J’aurai la réponse samedi, après le combat. Il me permettra de me repérer. Là, honnêtement, je ne peux pas répondre. Ce que je sais, c’est que tout va bien. Il est sûr qu’en cas de défaite, la suite de ma carrière sera compromise. Il ne faut pas se leurrer. C’est pour cela que je ne veux pas me poser trop de questions sur ce que je ferais si je l’inclinais. Je dois impérativement gagner. Si cela ne se passe pas comme prévu, alors mon niveau sera remis en question. Ce sera peut-être le moment de penser à autre chose…
Lors de vos deux derniers combats, en octobre et décembre 2020, on vous a trouvé moins tranchant non pas parce que vous auriez perdu vos qualités pugilistiques mais parce que vous avez donné l’impression d’être moins impliqué. On se trompe ?
Vous avez bien résumé les choses. Il est vrai que j’ai été moyen lors de ces deux confrontations. Elles avaient lieu en huit rounds, sans titre en jeu. Le but était simplement de gagner et de rester actif. J’ai eu du mal à trouver la motivation. Mais là, pour ce championnat d’Europe, je l’ai ! Durant ces deux ans, j’ai eu des opportunités de disputer des combats mais, honnêtement, même si je n’étais pas non plus à deux doigts d’arrêter, je ne voulais pas boxer pour boxer. J’ai déjà bien roulé ma bosse et suffisamment tourné pour cela. Là, il y a un enjeu et je repars de plus belle. Le titre EBU, c’est une bonne opportunité. Je ne crache pas dessus d’autant que c’est une ceinture que je n’ai jamais eue. J’avais disputé un championnat d’Europe contre Edis Tatli, en Finlande, en avril 2015, mais en ayant été appelé au dernier moment, quinze jours avant l’échéance, et j’avais été injustement déclaré perdant aux points.

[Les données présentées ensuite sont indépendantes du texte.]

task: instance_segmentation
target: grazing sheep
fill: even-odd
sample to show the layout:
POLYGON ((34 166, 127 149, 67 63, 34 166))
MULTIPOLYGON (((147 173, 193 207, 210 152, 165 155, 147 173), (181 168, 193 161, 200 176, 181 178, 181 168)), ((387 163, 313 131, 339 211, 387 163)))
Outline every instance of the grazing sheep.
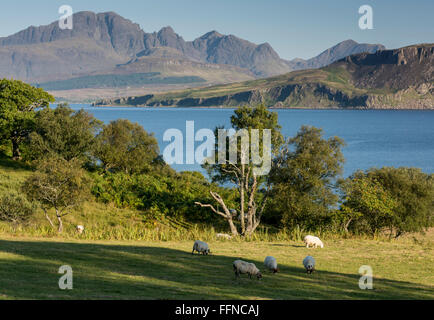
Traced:
POLYGON ((277 267, 277 261, 274 257, 266 257, 264 265, 268 270, 271 270, 273 273, 279 272, 279 268, 277 267))
POLYGON ((83 227, 83 226, 77 226, 77 227, 76 227, 76 230, 77 230, 77 232, 78 232, 79 234, 83 234, 83 232, 84 232, 84 227, 83 227))
POLYGON ((195 251, 197 251, 199 254, 202 253, 203 255, 208 255, 211 253, 208 244, 199 240, 194 243, 193 252, 191 254, 194 254, 195 251))
POLYGON ((303 260, 303 266, 306 268, 307 273, 312 273, 315 271, 315 259, 311 256, 307 256, 303 260))
POLYGON ((258 268, 256 268, 255 264, 249 263, 243 260, 236 260, 233 263, 235 276, 237 278, 240 277, 240 274, 247 273, 249 278, 252 279, 252 276, 256 276, 259 279, 262 278, 262 274, 258 268))
POLYGON ((306 244, 306 248, 309 248, 311 246, 314 248, 318 248, 318 247, 324 248, 324 244, 322 243, 322 241, 318 237, 306 236, 306 237, 304 237, 303 241, 306 244))
POLYGON ((226 240, 232 239, 232 236, 225 234, 225 233, 217 233, 216 236, 217 236, 217 239, 226 239, 226 240))

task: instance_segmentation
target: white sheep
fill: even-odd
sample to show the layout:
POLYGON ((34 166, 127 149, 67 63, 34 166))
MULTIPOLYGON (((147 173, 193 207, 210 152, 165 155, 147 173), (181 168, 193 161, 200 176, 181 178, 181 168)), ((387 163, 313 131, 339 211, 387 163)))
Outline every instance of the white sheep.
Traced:
POLYGON ((318 248, 318 247, 324 248, 324 244, 322 243, 322 241, 318 237, 306 236, 306 237, 304 237, 303 241, 306 244, 306 248, 309 248, 311 246, 314 248, 318 248))
POLYGON ((307 256, 303 260, 303 266, 306 268, 307 273, 312 273, 315 271, 315 259, 311 256, 307 256))
POLYGON ((216 237, 217 237, 217 239, 226 239, 226 240, 232 239, 232 236, 225 234, 225 233, 217 233, 216 237))
POLYGON ((273 273, 279 272, 279 268, 277 267, 277 261, 274 257, 266 257, 264 265, 268 270, 271 270, 273 273))
POLYGON ((252 276, 256 276, 259 279, 262 278, 262 274, 258 268, 256 268, 255 264, 249 263, 243 260, 236 260, 233 263, 235 276, 238 278, 240 274, 248 274, 249 278, 252 279, 252 276))
POLYGON ((83 226, 77 226, 76 230, 79 234, 82 234, 84 232, 84 227, 83 226))
POLYGON ((199 254, 208 255, 211 253, 211 250, 209 249, 209 246, 206 242, 197 240, 193 245, 193 252, 191 254, 194 254, 194 252, 197 251, 199 254))

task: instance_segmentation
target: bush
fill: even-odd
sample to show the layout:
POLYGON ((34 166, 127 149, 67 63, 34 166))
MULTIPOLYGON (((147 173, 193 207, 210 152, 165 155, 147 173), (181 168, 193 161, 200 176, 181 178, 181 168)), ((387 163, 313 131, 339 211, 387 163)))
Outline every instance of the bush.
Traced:
MULTIPOLYGON (((93 174, 92 193, 105 203, 120 208, 142 210, 147 218, 162 216, 190 222, 216 223, 212 212, 204 211, 194 203, 211 201, 211 184, 198 172, 184 172, 173 176, 152 174, 127 175, 123 172, 93 174)), ((217 187, 216 187, 217 188, 217 187)), ((219 188, 234 205, 235 193, 219 188)))
POLYGON ((14 224, 23 223, 36 212, 37 206, 15 192, 0 197, 0 220, 14 224))
POLYGON ((39 160, 53 154, 65 160, 87 160, 102 123, 84 110, 74 112, 67 104, 37 112, 28 139, 26 157, 39 160))
POLYGON ((94 157, 106 172, 149 172, 160 162, 158 155, 154 135, 129 120, 112 121, 96 136, 94 157))
POLYGON ((341 214, 349 229, 390 236, 424 231, 433 225, 433 175, 416 168, 358 171, 342 186, 341 214))

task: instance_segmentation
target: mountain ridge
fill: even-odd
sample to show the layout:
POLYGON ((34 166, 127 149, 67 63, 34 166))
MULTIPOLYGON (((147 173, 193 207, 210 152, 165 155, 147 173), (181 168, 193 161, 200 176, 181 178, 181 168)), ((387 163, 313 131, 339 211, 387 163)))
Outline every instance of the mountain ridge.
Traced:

Comment faudra-t-il vous y prendre face à l’Italien ?
Sa boxe n’est pas toujours lisible. C’est quelqu’un qui aime bien la castagne et qui y va. Par moments, ses attaques sont désordonnées ou, en quelque sorte, aléatoires. A moi d’être prêt et de ne pas me faire avoir en le laissant imposer un faux rythme. Je serai à l’affût. Le but sera de m’imposer physiquement, de saper sa confiance et de montrer, dès le début du combat, que c’est moi qui mérite la ceinture. Je ne me fie pas au fait qu’il compte peu de victoires avant la limite. Cela ne veut rien dire. Je ne fais pas trop de plans. Je m’adapterai en fonction de la tournure des débats.